Kuganesan Nishanth, Dlamini Samkeliso, Tillekeratne L M Viranga, Taylor William R
Department of Biological Sciences, University of Toledo, Toledo, Ohio, USA.
Department of Medicinal and Biological Chemistry, University of Toledo, Toledo, Ohio, USA.
Cell Biochem Funct. 2025 Jun;43(6):e70085. doi: 10.1002/cbf.70085.
Tumor suppressor RB is a central regulator of cell cycle progression. By binding to E2F transcription factors, RB can inhibit transcription of E2F target genes to cause cell cycle arrest. Cyclin dependent kinases (CDK) regulate the interaction of RB/E2F by phosphorylating RB at multiple sites. Previously, we observed that CDK2, RB and E2F inhibit ferroptosis. Ferroptosis is a non-apoptotic, iron-dependent form of cell death characterized by toxic lipid peroxidation. Here, we investigate whether RB is a downstream target of CDK activity in the regulation of ferroptosis. We approach this question by overexpressing wild-type (WT) RB or a mutant RB that cannot be phosphorylated by CDKs (RBΔCDK) followed by analysis of ferroptosis. Overexpressing WT-RB reduced sensitivity to ferroptosis while the RBΔCDK mutant increased sensitivity. As we previously found, increasing CDK2 expression reduced ferroptotic sensitivity. This reduction persisted in cells expressing RBΔCDK. However, WT-RB blocked the ability of CDK2 to inhibit ferroptosis. These observations suggest that at least part of the mechanism by which CDK2 inhibits ferroptosis is by phosphorylating RB.
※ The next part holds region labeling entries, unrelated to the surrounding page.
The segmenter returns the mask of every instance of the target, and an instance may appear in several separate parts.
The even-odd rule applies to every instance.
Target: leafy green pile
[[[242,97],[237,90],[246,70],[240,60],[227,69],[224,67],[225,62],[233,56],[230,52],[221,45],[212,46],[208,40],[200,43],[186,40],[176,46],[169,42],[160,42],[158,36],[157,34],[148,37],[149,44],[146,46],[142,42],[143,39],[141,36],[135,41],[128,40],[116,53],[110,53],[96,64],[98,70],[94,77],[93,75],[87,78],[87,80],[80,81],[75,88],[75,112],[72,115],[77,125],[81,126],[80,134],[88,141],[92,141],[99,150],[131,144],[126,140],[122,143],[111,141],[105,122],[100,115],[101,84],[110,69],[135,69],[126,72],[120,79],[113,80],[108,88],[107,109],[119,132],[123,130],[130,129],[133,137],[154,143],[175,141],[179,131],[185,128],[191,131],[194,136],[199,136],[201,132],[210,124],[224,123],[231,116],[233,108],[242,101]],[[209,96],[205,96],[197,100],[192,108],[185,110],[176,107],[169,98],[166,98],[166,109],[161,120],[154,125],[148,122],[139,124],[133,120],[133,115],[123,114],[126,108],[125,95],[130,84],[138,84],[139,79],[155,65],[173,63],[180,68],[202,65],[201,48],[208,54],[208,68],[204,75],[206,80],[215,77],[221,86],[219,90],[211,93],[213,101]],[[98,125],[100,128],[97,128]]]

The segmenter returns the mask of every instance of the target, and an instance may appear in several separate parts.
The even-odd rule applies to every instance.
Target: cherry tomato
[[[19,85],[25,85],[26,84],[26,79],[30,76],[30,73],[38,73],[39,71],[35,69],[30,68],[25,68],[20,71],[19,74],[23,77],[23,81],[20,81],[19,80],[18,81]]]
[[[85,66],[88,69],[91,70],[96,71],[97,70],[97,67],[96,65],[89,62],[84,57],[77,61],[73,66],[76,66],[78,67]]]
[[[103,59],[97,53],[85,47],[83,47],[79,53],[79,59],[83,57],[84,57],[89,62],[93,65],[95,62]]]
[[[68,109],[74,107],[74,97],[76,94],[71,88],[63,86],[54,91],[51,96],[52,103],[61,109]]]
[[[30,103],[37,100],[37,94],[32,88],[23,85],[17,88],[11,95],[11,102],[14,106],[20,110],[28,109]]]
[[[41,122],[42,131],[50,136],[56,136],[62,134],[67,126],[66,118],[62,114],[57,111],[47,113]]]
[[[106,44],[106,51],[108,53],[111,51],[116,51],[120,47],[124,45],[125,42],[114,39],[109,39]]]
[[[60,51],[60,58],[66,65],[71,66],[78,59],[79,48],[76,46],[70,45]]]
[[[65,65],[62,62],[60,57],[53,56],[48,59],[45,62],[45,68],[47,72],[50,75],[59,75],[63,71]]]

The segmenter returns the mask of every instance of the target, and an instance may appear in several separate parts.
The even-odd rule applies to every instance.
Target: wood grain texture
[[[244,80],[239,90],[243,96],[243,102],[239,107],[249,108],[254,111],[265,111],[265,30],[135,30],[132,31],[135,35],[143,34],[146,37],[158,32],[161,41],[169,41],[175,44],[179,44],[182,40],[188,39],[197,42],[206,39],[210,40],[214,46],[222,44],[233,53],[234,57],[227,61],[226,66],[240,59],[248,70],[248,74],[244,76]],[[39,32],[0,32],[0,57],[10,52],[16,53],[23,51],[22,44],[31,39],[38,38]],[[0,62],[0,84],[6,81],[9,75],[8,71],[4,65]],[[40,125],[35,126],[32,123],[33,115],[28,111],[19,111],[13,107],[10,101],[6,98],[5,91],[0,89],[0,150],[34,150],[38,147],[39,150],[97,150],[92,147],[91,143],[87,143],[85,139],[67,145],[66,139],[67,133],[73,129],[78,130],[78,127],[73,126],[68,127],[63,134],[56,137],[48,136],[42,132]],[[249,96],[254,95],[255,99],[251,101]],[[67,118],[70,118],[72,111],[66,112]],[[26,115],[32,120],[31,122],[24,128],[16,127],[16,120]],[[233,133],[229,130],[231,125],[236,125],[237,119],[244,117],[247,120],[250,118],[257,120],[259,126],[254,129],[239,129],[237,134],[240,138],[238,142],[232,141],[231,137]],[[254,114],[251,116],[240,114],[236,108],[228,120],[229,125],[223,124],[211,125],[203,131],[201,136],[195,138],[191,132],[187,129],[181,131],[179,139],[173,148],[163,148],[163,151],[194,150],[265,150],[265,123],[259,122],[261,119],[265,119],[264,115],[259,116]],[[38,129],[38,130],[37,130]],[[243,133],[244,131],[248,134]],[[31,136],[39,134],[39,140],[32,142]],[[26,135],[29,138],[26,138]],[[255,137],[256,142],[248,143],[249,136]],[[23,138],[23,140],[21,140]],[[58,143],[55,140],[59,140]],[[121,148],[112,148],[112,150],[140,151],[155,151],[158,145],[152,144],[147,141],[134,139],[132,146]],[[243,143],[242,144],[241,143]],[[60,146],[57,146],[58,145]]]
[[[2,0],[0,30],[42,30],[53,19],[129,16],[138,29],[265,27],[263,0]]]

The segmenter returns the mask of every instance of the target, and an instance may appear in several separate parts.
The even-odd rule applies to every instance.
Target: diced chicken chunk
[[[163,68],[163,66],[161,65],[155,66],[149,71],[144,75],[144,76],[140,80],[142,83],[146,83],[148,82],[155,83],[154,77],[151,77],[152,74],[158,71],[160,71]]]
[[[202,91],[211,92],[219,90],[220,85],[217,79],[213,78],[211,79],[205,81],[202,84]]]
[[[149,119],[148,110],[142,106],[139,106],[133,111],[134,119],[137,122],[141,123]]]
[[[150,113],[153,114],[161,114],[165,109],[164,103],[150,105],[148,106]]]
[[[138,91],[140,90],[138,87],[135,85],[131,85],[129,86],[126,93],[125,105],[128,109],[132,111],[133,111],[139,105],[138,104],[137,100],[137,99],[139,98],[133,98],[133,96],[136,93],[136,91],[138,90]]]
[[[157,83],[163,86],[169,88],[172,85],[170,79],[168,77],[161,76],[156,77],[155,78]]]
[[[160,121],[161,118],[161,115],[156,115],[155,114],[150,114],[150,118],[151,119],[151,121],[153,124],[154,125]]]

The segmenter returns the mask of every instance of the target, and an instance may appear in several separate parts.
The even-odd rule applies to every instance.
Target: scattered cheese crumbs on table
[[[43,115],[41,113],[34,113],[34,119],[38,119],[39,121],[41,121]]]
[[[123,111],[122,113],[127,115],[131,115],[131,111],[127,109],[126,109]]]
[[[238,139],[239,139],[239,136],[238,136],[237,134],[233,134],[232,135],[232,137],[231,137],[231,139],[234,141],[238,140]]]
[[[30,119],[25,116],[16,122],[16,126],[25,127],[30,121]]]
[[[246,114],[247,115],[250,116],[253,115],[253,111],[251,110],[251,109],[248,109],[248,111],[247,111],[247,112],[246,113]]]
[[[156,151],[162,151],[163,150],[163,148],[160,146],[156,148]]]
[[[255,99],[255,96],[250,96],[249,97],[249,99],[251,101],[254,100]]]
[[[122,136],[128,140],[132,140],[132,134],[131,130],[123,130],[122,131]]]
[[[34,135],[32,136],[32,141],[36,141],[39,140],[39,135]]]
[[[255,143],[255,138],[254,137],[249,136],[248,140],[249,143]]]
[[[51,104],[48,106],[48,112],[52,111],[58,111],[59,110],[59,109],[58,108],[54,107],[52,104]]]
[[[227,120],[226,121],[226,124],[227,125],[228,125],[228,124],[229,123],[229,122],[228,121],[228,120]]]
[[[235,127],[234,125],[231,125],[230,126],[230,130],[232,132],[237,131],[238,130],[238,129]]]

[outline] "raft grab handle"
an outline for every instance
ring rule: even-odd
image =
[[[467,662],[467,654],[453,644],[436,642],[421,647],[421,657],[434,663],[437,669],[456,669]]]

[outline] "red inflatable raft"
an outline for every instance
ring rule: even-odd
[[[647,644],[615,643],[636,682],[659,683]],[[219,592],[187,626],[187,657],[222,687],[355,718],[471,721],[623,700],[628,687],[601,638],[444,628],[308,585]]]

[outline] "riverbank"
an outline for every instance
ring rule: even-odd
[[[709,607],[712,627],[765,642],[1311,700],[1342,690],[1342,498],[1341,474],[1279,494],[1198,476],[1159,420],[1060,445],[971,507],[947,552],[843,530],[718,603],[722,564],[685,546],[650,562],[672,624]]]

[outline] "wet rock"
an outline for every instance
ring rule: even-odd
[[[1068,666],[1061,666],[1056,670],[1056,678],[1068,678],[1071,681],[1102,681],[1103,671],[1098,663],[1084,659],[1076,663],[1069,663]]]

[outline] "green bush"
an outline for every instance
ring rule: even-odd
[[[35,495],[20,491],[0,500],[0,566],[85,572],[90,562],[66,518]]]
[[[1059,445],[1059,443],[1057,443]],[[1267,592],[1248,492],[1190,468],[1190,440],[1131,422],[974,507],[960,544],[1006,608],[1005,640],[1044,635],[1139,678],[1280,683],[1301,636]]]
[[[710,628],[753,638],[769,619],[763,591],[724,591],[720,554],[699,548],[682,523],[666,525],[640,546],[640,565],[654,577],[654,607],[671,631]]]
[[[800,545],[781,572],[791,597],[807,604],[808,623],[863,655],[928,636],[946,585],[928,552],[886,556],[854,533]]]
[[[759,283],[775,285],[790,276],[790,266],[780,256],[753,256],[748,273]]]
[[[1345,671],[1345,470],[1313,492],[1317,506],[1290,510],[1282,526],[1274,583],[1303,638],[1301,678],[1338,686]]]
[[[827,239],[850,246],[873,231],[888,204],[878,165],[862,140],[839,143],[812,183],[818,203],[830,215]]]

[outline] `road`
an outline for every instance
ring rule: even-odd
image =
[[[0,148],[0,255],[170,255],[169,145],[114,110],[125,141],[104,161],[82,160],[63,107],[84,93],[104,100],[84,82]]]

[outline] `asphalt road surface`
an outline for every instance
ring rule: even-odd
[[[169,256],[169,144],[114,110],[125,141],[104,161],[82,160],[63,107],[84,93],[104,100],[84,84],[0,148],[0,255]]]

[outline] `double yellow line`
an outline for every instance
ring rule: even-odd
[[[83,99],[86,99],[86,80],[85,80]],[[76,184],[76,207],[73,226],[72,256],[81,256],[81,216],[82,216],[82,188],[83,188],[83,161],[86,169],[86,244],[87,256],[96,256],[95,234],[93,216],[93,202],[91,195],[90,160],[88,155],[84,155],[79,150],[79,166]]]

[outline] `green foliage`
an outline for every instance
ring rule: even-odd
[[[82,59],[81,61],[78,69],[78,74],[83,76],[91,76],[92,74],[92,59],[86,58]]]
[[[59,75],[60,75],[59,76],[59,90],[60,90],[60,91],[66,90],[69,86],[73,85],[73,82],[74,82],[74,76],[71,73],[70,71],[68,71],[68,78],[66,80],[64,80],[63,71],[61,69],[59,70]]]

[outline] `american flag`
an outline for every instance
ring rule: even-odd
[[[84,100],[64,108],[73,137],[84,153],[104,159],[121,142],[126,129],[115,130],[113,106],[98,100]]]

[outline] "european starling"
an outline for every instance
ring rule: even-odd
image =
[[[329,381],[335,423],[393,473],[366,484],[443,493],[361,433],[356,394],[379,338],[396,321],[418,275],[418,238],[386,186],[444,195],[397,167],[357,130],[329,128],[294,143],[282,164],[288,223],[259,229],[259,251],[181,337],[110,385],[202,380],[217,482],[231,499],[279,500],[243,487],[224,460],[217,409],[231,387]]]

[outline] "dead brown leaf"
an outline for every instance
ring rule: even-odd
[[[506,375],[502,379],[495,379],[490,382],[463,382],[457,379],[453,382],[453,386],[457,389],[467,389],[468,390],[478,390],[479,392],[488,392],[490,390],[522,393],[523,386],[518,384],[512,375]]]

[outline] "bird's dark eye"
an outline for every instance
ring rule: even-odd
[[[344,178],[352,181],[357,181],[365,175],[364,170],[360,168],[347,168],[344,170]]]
肿瘤抑制因子RB是细胞周期进程的核心调节因子。通过与E2F转录因子结合,RB可抑制E2F靶基因的转录,从而导致细胞周期停滞。细胞周期蛋白依赖性激酶(CDK)通过在多个位点磷酸化RB来调节RB/E2F的相互作用。此前,我们观察到CDK2、RB和E2F可抑制铁死亡。铁死亡是一种非凋亡性、铁依赖性的细胞死亡形式,其特征是有毒的脂质过氧化。在此,我们研究RB是否是CDK活性在调节铁死亡过程中的下游靶点。我们通过过表达野生型(WT)RB或不能被CDK磷酸化的突变型RB(RBΔCDK),然后分析铁死亡来探讨这个问题。过表达WT-RB降低了对铁死亡的敏感性,而RBΔCDK突变体则增加了敏感性。正如我们之前所发现的,增加CDK2的表达降低了铁死亡敏感性。这种降低在表达RBΔCDK的细胞中持续存在。然而,WT-RB阻断了CDK2抑制铁死亡的能力。这些观察结果表明,CDK2抑制铁死亡的机制至少部分是通过磷酸化RB来实现的。